With this general background the question “What is marriage counseling?” might best be answered by giving a brief and rather summarized account of an actual case of a type sufficiently common to represent many cases which come to marriage counselors. Actually this case is built up from more than one, and is sufficiently disguised as to be unrecognizable.
The case is that of “John and Mary Smith,” aged 28 and 32, married six years, with two children, four and two years old. Mary has come for help, and after settling in her chair she begins her story. M. I’m worried and depressed about our marriage, I’ve tried everything I can think of to make things work out between us, and I’ve just about reached the end of my rope.
c. You’re feeling pretty low. Would you like to talk about it?
M. Things were good for a time-until our first child was born. We both wanted children and looked forward to having them, but from the time Jimmy came, four years ago, John has been different. I managed to cope with the situation until Betty came two years ago, but from then on, when I needed his help and support more than ever, he’s been unbearable. He’s practically always moody and touchy, and he has begun to get into awful tempers over the slightest thing. I know I’m no angel, and I can take a fair amount of it, but now he has started to storm and rage at the children, even for absurdly trivial things, and they’re getting terrified of him. Jimmy, the older one, is reacting with nightmares, which he didn’t have before, and he gets asthma when the tensions are particularly bad.
c. It’s the effect on the children that upsets you most?
M. Yes, that’s the last straw, and it has made me feel that I must have some help. But even apart from that I’ve been concerned and even frightened about John. He has had some terrible rages recently and in one of them the other day he got an absolutely horrible look in his eyes, as if he might be going insane. He beat me about a month ago in one of his rages, and seemed sorry afterwards, but the old moodiness was back again within a few days. Something seems to be eating him, but I can’t get any idea of what it can be. He won’t talk things over, he either gets into a towering rage or just buries himself in his paper if I try.

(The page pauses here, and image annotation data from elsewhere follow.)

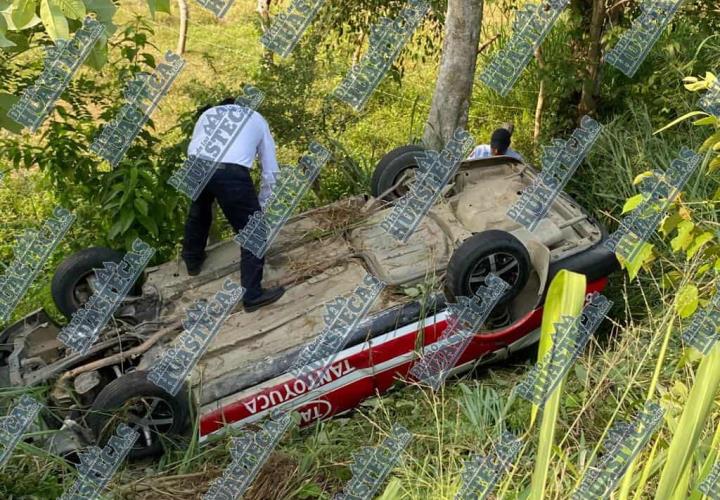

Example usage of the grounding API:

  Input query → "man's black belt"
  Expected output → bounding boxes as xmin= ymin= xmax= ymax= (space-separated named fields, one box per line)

xmin=217 ymin=163 xmax=249 ymax=170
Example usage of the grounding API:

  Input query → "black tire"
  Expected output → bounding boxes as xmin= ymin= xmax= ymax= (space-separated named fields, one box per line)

xmin=445 ymin=229 xmax=531 ymax=305
xmin=87 ymin=371 xmax=190 ymax=460
xmin=50 ymin=247 xmax=142 ymax=319
xmin=370 ymin=144 xmax=425 ymax=201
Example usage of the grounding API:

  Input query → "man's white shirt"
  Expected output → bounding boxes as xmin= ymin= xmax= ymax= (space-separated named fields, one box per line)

xmin=188 ymin=104 xmax=280 ymax=207
xmin=468 ymin=144 xmax=525 ymax=163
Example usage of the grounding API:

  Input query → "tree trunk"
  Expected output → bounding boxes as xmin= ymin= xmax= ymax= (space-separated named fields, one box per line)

xmin=257 ymin=0 xmax=273 ymax=64
xmin=423 ymin=0 xmax=484 ymax=151
xmin=578 ymin=0 xmax=606 ymax=117
xmin=177 ymin=0 xmax=188 ymax=55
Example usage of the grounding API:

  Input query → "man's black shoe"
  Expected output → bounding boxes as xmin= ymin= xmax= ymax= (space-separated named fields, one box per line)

xmin=185 ymin=256 xmax=207 ymax=276
xmin=243 ymin=286 xmax=285 ymax=312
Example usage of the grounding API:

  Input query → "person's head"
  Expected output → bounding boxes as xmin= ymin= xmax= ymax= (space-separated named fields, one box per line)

xmin=195 ymin=97 xmax=236 ymax=119
xmin=490 ymin=128 xmax=512 ymax=156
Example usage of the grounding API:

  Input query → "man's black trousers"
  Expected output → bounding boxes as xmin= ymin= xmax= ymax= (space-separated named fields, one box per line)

xmin=182 ymin=163 xmax=265 ymax=300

c. You feel there must be something wrong with him and you’re worried about what he’ll do next?
M. I don’t know about anything wrong with him, but something must be getting into him and making him like that. The house and garden are getting badly neglected now; he used to be very keen on the garden at least, but lately he doesn’t seem to care. I’m wondering whether things are happening at his work too, he has generally been reasonably popular at the office, but Tom Clarke, one of his best friends, was asking me the other day whether his health has been all right apparently they had noticed him pretty moody and depressed there too. There must be something festering inside him, and he’s too good a chap at heart to get like this. I still love him, but he seems to be doing all he can to kill my feelings for him. I can’t understand what can be doing it, but I just wonder how much more I can stand.
c. You feel that basically he’s good, but that something has got hold of him, and it’s getting a bit close to the breaking point? Does he know you’ve come for help?
M. Oh yes, he knows about it. He thinks I need help more than he does, and he doesn’t seem to think his conduct is bad enough to need help. He was happy for me to come, but I don’t think he will be at all willing to come.
c. Would you mind if I wrote and invited him to come for a talk?
M. I’d be most grateful if you would, and I hope he will come. This is a brief summary of the main parts of the first interview with Mary. Notice first how the counselor picked out the feelings that Mary was expressing, and responded to them rather than to the facts of her narrative, and with complete acceptance of them. Mary felt encouraged in this way to go on unburdening her feelings in a manner which she had not previously been able to do with anyone. Notice how, as she did so, she came to the expression of some more positive feelings, “He’s too good a chap at heart to get like this. I still love him.” No attempt was made in this first interview to turn Mary’s thoughts to any possible way in which she might have been provoking John, and no attempt was made to find out any details of Mary’s or John’s background. Any such attempts might well have blocked the flow of feeling at this point, so they are kept for possible later attention.